W lutym 2018 roku przeciętne zatrudnienie w sektorze przedsiębiorstw było wyższe o 3,7 proc. niż przed rokiem i wyniosło 6197,0 tys., a przeciętne miesięczne wynagrodzenie (brutto) było wyższe o 6,8 proc. r/r i wyniosło 4599,72 zł.

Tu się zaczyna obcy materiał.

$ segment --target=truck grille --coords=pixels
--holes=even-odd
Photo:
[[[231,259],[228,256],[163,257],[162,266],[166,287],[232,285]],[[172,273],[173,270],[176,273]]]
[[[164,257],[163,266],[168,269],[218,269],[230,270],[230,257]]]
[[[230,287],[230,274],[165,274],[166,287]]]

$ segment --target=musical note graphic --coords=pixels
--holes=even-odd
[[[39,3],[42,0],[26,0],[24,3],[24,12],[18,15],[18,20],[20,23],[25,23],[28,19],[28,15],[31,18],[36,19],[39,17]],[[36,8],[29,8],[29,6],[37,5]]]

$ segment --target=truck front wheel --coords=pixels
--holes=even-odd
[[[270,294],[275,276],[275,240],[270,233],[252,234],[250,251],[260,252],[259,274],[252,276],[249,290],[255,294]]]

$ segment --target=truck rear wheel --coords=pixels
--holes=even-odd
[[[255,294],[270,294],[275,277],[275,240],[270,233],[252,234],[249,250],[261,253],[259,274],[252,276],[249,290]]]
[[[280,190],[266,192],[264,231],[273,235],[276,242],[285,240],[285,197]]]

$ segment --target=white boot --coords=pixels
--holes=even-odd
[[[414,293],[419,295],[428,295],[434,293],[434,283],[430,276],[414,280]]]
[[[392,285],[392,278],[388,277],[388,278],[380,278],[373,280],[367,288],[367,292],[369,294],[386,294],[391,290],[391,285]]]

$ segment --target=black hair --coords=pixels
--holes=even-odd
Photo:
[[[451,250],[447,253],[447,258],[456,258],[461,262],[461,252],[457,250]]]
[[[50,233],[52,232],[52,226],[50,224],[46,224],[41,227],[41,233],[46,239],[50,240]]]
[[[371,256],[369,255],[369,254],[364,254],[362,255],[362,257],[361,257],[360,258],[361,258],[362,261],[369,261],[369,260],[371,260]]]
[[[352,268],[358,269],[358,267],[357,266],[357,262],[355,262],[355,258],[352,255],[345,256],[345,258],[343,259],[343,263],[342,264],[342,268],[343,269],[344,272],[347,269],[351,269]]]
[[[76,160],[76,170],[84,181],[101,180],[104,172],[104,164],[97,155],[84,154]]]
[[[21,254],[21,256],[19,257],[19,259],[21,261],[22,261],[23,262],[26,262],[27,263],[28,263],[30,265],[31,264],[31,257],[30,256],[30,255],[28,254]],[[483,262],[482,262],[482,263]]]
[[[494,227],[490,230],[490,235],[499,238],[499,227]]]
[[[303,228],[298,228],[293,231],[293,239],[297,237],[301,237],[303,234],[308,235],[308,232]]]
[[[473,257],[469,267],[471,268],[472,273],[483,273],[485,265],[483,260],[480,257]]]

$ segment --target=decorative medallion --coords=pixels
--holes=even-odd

Dane o zatrudnieniu są zgodne z oczekiwaniami analityków, natomiast eksperci liczyli na nieco szybsze tempo wzrostu wynagrodzeń - ok. 7 proc.

 [-OFERTA_HTML-]

Komentarz Romana Przasnyskiego, Głównego Analityka GERDA BROKER:

Rozgrzany rynek pracy w lutym zanotował wyraźnie mniejszą dynamikę. Z danych GUS wynika, że liczba zatrudnionych w sektorze przedsiębiorstw (dane obejmują firmy zatrudniające powyżej 9 osób) zwiększyła się o 3,7 proc., a więc najwolniej od grudnia 2016 r. W ujęciu realnym oznacza to wzrost o 10,4 tys. osób w porównaniu do stycznia, a łączna liczba zatrudnionych zbliża się do 6,2 mln osób i jest o 221 tys. wyższa niż przed rokiem. Roczny przyrost liczby zatrudnionych był w lutym najniższy także od grudnia 2016 r. W szczycie poprzedniego boomu gospodarczego, w październiku 2008 r., czyli prawie dziesięć lat temu, w firmach zatrudnionych było niecałe 5,4 mln osób, a więc o około 800 tys. mniej niż obecnie.

Wyraźnie mniej niż się spodziewano poszło w górę średnie wynagrodzenie w firmach, rosnąc o 6,8 proc., wobec 7,3 proc. zwyżki w poprzednich dwóch miesiącach. Jednak dzięki mniejszej, sięgającej 1,4 proc. lutowej inflacji, jego realna wartość zwiększyła się podobnie jak w styczniu o 5,4 proc. Wcześniej wyższe tempo notowano jedynie od kwietnia do sierpnia 2016 r., ale wówczas był to efekt deflacji, czyli silnego spadku wskaźnika cen, przekraczającego 1 proc. W „normalnych” warunkach średnie wynagrodzenie w ujęciu realnym, czyli po uwzględnieniu inflacji, rosło mocniej niż obecnie w latach 2007-2008. Nominalnie płace szły wówczas w górę od 10 do 13 proc. Mimo utrzymującej się dobrej koniunktury i sygnalizowanych trudności ze znalezieniem pracowników, tak dużej dynamiki wzrostu średniej płacy w firmach raczej trudno się w najbliższym czasie spodziewać, choć niektóre prognozy zakładają jej dwucyfrowy wzrost. Czy tak się stanie, pokażą kolejne miesiące, gdy po sezonowym spowolnieniu zwiększy się zapotrzebowanie na pracowników. Publikowane z mniejszą częstotliwością dane dotyczące popytu na pracę pokazują, że w czwartym kwartale 2017 r. było prawie 118 tys. wolnych miejsc pracy (we wszystkich firmach, także tych najmniejszych, zatrudniających mniej niż 9 osób), a więc aż o 40 tys., czyli o ponad 50 proc. więcej niż w czwartym kwartale 2016 r. Nieobsadzonych pozostawało 24,5 tys. nowo utworzonych miejsc pracy, co świadczy o tym, jakie trudności mogą napotykać przedsiębiorstwa planujące inwestycje.